Derrick has taught biology and chemistry at both the high school and college level. He has a master's degree in science education.

Cells contain many parts. Each of these parts have specific functions to ensure the survival of living things. In this lesson, you will learn about the part of the cell known as the rough endoplasmic reticulum.

Definition of Rough Endoplasmic Reticulum

Cellular organelles are like tiny organs found in a cell that perform specific functions like the large organs in our bodies. The endoplasmic reticulum is a membrane system of folded sacs and interconnected channels that serves as a site for protein and lipid synthesis. The various folds of the endoplasmic reticulum provide a large surface where cellular functions can take place.

There are two types of endoplasmic reticulum: smooth and rough. Rough endoplasmic reticulum is a form of endoplasmic reticulum that is studded with ribosomes. Since it has ribosomes stuck all over it, it has a bumpy appearance and is therefore called rough endoplasmic reticulum.
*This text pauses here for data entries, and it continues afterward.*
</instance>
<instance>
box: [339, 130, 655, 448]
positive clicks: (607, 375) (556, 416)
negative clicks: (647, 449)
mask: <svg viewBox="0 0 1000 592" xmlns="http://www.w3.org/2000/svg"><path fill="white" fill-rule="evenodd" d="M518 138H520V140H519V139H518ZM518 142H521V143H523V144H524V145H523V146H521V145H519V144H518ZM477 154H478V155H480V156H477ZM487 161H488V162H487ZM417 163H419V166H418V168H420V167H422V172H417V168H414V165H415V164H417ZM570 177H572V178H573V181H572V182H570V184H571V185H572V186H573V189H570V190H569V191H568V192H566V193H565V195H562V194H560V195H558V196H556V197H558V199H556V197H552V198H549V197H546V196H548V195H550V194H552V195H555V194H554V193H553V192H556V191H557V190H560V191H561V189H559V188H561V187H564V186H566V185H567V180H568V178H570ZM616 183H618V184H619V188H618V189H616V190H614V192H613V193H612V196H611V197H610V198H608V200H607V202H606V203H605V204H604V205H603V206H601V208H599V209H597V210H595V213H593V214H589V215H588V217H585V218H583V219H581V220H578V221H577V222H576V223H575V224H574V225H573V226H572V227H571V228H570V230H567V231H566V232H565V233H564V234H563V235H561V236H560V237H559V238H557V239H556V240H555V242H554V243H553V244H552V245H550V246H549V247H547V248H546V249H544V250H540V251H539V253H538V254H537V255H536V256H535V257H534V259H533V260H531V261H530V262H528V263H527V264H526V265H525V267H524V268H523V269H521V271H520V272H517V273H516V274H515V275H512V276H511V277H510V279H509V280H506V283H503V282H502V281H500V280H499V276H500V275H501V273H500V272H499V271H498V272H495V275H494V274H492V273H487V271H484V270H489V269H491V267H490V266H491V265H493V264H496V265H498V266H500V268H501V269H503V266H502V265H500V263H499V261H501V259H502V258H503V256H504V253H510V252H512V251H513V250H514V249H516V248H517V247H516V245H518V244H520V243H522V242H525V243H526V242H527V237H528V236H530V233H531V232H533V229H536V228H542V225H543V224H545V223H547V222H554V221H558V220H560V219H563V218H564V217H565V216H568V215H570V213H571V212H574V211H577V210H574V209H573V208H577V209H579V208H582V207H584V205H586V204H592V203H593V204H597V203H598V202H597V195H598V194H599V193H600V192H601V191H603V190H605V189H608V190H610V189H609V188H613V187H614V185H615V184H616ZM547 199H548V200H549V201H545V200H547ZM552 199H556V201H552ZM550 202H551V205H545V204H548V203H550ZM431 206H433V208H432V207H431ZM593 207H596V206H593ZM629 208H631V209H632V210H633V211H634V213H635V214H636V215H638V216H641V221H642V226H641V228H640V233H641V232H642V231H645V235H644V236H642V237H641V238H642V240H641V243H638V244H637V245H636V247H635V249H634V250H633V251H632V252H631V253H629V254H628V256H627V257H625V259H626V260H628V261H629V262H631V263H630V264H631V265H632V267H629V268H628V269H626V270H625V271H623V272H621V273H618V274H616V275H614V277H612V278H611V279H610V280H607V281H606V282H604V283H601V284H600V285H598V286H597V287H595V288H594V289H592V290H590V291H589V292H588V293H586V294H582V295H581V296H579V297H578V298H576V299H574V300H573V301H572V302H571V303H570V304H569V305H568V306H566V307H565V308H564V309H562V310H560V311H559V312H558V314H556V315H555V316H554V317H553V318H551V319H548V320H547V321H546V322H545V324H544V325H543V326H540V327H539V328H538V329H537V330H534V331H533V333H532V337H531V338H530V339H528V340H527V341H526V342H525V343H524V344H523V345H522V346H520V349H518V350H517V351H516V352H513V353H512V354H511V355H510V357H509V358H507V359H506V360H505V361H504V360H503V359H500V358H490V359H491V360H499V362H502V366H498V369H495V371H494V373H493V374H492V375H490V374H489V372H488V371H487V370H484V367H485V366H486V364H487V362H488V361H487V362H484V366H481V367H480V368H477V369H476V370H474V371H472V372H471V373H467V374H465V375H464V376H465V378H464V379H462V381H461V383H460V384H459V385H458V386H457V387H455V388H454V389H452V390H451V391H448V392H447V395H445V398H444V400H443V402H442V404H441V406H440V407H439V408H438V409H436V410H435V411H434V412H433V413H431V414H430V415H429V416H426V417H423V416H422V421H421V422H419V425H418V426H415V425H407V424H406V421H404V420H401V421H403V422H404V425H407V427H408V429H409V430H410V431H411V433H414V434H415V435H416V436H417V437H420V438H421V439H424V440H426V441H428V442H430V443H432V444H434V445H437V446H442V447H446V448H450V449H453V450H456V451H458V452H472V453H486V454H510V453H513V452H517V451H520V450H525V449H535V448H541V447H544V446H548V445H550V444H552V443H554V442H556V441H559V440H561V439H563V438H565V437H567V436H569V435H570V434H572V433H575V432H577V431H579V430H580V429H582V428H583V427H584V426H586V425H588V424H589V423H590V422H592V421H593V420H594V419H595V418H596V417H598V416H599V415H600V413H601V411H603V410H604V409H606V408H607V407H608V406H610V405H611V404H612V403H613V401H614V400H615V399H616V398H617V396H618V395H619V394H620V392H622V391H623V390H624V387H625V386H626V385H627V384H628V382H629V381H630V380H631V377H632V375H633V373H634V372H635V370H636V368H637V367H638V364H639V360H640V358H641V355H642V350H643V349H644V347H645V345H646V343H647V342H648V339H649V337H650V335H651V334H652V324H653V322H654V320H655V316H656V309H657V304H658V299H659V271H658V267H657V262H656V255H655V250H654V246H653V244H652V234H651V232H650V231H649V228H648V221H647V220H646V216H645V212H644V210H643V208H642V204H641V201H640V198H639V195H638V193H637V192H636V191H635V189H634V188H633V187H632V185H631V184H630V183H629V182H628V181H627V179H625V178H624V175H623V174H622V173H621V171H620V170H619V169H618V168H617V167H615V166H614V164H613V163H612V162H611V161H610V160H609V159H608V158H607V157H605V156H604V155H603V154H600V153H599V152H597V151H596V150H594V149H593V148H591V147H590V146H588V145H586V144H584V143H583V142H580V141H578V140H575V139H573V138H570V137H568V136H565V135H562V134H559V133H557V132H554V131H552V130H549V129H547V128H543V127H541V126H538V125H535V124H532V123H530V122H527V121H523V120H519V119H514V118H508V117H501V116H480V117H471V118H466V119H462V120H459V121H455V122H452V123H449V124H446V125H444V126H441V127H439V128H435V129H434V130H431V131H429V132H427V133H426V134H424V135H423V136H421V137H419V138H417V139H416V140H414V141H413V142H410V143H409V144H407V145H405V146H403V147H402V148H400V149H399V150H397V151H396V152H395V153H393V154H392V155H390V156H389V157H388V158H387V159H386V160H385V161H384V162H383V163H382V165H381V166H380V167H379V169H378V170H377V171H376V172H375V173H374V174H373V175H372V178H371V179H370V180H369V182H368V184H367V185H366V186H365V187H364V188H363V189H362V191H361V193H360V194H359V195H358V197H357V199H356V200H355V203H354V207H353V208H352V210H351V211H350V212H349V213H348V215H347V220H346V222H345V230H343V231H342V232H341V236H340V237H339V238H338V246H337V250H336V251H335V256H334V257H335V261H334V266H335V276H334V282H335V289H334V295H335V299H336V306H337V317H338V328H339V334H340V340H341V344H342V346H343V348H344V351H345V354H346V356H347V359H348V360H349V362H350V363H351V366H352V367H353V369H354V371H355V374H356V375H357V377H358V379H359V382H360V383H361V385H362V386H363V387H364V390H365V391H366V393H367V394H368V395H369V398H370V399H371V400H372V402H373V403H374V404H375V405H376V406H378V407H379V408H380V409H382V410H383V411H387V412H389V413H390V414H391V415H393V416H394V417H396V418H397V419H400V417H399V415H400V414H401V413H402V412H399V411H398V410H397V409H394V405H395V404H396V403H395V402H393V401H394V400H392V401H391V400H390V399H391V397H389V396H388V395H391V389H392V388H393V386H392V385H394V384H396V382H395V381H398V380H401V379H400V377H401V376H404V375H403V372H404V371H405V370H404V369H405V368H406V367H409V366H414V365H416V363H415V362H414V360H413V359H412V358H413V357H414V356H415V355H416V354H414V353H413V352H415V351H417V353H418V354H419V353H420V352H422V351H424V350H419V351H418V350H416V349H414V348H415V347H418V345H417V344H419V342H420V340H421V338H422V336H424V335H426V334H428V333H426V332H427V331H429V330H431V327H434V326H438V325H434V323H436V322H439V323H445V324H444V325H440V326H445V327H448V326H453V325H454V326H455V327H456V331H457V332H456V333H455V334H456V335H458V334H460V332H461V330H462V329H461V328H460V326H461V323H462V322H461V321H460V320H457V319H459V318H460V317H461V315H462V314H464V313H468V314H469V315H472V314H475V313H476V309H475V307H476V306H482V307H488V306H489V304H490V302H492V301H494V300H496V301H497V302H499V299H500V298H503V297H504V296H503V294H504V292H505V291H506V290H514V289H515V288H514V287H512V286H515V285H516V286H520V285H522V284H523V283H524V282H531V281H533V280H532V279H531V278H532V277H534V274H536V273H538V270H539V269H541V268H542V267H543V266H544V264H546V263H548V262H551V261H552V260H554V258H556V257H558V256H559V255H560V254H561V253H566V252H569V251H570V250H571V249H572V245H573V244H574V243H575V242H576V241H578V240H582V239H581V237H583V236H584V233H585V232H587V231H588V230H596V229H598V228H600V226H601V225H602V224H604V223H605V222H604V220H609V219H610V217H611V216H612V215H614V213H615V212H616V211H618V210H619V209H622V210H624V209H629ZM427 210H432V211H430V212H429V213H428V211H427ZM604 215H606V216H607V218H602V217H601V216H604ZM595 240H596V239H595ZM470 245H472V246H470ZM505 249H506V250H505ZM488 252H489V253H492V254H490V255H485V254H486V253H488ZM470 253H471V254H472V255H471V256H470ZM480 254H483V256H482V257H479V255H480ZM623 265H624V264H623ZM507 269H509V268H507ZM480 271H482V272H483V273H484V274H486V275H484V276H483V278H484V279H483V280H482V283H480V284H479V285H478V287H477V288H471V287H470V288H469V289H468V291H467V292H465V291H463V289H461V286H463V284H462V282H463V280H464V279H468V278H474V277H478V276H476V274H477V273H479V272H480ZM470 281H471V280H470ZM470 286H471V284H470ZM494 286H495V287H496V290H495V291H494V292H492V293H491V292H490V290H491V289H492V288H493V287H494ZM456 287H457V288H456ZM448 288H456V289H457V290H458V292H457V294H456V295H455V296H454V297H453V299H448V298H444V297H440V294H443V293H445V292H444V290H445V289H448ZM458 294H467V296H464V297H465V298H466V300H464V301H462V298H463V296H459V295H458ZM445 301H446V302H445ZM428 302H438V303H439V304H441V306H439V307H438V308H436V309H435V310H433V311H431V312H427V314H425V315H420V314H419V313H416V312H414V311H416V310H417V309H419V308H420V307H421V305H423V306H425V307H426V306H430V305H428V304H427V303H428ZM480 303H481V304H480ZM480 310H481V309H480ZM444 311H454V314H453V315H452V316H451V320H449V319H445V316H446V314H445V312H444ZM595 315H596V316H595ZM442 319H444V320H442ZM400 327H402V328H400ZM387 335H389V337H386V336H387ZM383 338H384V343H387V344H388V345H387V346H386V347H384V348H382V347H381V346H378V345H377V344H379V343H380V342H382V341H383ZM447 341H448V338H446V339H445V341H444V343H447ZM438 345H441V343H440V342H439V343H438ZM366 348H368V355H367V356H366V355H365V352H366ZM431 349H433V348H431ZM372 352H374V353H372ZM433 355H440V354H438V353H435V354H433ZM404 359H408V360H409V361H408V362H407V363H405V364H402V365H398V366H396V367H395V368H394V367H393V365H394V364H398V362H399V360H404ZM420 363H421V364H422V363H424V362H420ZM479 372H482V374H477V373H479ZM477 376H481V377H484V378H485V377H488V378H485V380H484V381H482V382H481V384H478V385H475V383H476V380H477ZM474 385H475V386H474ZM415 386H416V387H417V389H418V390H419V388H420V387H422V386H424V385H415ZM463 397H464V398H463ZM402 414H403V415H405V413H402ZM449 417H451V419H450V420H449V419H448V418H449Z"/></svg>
Structure of Rough Endoplasmic Reticulum

Structurally, the rough endoplasmic reticulum looks like a pile of folded paper. It is composed of membranes that are folded into one another to provide maximum surface area for the cell to use. The membranes that make up the rough endoplasmic reticulum are composed of lipids just like the membrane that surrounds the entire cell itself. The surface of rough endoplasmic reticulum is dotted with other organelles known as ribosomes. Ribosomes are cellular organelles composed of two subunits that produce proteins.